Enfin, le programme 135 porte aussi le lancement de la prime d'adaptation du logement « MaPrimeAdapt' » au 1er janvier 2024. Cette aide, pilotée par l'Agence nationale de l'habitat (Anah), est abondée de 67 millions d'euros pour accompagner les ménages dans l'adaptation des logements au vieillissement. Car nous mettons tous les moyens en œuvre pour mieux activer le potentiel résidentiel du parc existant.

Après quinze ans de recul systématique, le marché locatif privé connaît en effet une attrition très marquée. Celle-ci est encore plus forte sur certains territoires, qui ont connu une véritable explosion immobilière ces dernières années, notamment les zones littorales et insulaires, à l'image de mon territoire de Bretagne, de la Corse ou encore du Pays Basque. Cette attrition s'est faite au profit de la vacance des logements pour 8 % du parc, des résidences secondaires pour 10 % du parc et au profit du développement de l'immobilier touristique.

Les rapports disponibles sont formels et notre commission elle-même y a récemment consacré un travail, que j'ai mené avec notre collègue Vincent Rolland : ces dynamiques limitent notre capacité à répondre aux besoins de logement des populations.

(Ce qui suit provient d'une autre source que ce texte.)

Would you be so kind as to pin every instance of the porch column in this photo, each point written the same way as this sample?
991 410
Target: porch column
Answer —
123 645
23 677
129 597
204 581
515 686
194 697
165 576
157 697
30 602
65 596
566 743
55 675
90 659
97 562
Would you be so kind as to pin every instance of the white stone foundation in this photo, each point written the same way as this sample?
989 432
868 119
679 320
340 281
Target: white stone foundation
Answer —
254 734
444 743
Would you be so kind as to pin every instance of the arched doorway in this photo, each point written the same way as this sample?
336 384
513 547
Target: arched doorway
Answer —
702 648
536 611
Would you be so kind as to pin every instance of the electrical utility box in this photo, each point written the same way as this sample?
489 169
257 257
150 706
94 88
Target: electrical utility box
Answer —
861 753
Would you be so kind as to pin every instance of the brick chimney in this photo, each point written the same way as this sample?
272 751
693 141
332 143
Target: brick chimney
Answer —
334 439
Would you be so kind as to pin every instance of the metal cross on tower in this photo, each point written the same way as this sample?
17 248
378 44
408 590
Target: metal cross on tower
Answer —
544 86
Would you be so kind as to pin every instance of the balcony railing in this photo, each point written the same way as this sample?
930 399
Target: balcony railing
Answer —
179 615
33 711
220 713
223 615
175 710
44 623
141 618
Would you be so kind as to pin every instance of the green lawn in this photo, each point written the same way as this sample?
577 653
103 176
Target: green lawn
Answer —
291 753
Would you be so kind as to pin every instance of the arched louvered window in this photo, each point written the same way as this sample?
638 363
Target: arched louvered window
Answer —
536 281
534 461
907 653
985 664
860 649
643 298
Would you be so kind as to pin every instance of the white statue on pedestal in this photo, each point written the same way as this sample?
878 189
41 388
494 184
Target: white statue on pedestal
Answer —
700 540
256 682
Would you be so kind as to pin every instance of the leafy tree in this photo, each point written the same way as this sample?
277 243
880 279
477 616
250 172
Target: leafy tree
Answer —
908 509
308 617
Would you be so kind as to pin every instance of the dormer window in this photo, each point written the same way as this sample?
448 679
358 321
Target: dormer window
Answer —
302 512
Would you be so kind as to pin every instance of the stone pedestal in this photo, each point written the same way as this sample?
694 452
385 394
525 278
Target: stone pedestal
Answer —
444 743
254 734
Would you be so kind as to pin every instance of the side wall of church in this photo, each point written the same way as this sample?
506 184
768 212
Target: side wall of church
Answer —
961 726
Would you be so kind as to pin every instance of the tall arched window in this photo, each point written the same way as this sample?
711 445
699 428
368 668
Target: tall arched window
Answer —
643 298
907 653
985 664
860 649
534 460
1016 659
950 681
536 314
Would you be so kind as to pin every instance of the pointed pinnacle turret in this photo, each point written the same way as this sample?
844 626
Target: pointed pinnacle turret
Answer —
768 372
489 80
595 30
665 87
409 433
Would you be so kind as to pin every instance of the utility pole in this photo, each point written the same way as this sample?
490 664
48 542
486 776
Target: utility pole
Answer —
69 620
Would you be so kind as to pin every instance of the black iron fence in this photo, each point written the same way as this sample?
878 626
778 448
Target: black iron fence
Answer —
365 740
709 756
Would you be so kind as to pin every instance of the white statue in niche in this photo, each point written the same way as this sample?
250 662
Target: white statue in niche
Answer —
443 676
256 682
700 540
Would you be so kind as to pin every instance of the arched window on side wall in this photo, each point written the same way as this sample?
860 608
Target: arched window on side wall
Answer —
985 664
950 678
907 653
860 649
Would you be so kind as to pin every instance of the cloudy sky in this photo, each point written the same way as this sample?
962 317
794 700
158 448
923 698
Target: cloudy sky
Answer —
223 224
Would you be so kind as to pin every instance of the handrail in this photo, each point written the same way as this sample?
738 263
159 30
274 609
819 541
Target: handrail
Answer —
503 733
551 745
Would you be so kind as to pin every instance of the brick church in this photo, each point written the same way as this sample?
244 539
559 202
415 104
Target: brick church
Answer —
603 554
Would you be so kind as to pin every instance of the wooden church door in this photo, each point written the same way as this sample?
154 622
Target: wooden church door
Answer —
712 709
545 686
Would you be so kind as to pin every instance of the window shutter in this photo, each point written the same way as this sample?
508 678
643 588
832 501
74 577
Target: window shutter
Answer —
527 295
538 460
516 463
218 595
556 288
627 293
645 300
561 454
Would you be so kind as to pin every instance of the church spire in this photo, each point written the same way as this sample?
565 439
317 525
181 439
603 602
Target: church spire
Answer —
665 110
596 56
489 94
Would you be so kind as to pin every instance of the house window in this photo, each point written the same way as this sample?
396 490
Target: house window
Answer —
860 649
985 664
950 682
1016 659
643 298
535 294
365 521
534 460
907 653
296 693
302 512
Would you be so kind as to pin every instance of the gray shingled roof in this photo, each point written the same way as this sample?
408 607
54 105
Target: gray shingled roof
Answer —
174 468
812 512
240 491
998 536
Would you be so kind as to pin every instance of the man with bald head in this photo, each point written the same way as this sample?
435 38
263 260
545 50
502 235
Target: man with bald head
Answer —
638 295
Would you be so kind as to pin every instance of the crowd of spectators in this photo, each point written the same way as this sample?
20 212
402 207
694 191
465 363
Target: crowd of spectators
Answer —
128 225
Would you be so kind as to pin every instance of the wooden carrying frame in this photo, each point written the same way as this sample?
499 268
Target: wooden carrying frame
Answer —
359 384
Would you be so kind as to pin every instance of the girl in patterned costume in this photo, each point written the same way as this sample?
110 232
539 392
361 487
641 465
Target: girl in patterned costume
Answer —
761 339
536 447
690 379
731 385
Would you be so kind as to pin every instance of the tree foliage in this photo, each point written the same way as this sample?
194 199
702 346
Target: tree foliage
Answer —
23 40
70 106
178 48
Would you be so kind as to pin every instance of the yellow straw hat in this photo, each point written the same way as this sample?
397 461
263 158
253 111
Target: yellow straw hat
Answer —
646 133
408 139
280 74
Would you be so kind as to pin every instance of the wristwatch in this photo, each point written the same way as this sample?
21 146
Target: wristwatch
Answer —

C'est donc ce parc existant qu'il faut avant tout chercher à remobiliser. Nous devons ramener sur le marché locatif les biens qui l'ont quitté. Nous devons réinciter à la location de longue durée, par exemple en rééquilibrant la fiscalité des locaux de tourisme par rapport à celle de la location de longue durée, et en réfléchissant plus largement à une refonte globale de la fiscalité locative. Nous menons collectivement cette réflexion avec plusieurs d'entre vous et de manière transpartisane, et j'ai la ferme intention de poursuivre cet effort dans les prochains mois.

Dans cet avis, j'ai voulu montrer le coût économique majeur de cette carence en logement. J'ai rencontré et sollicité par écrit de nombreuses entreprises pour étayer le constat selon lequel le manque de logements pèse lourdement sur l'emploi et la croissance de nos territoires, et constitue un frein à la réindustrialisation.

Toutes les entreprises implantées dans les zones tendues que j'ai interrogées m'ont ainsi fait part de leurs difficultés croissantes à attirer et à retenir les profils dont elles ont besoin dans tous les secteurs, du fait du manque de logements disponibles et de leur caractère inabordable. Par ailleurs des études statistiques menées à grande échelle dans notre pays, mais aussi aux États-Unis, montrent le coût économique durable de l'insuffisance d'offre de logement sur un territoire. Une étude de 2019 évalue ainsi à 36 % sur trente ans la perte agrégée de croissance pour l'économie américaine en raison d'un manque de logements accessibles dans les zones dites à haute productivité. Ces mêmes dynamiques sont à l'œuvre en France et doivent nous préoccuper. Les leviers qui mènent d'une carence de logements à un recul de la croissance sont détaillés dans le rapport.

Une telle situation doit susciter chez nous une réflexion sur le coût que nous payons collectivement pour une politique, notamment fiscale, qui incite à faire autre chose que du logement productif avec le parc résidentiel, en encourageant notamment de manière déséquilibrée la location touristique de courte durée. Lorsque nous prenons des mesures incitatives pour encourager la croissance d'autres pans de l'économie, nous devons nous interroger sur les conséquences économiques et sociales qu'elles ont sur les habitants qui résident à l'année, et à plus forte raison sur notre tissu économique.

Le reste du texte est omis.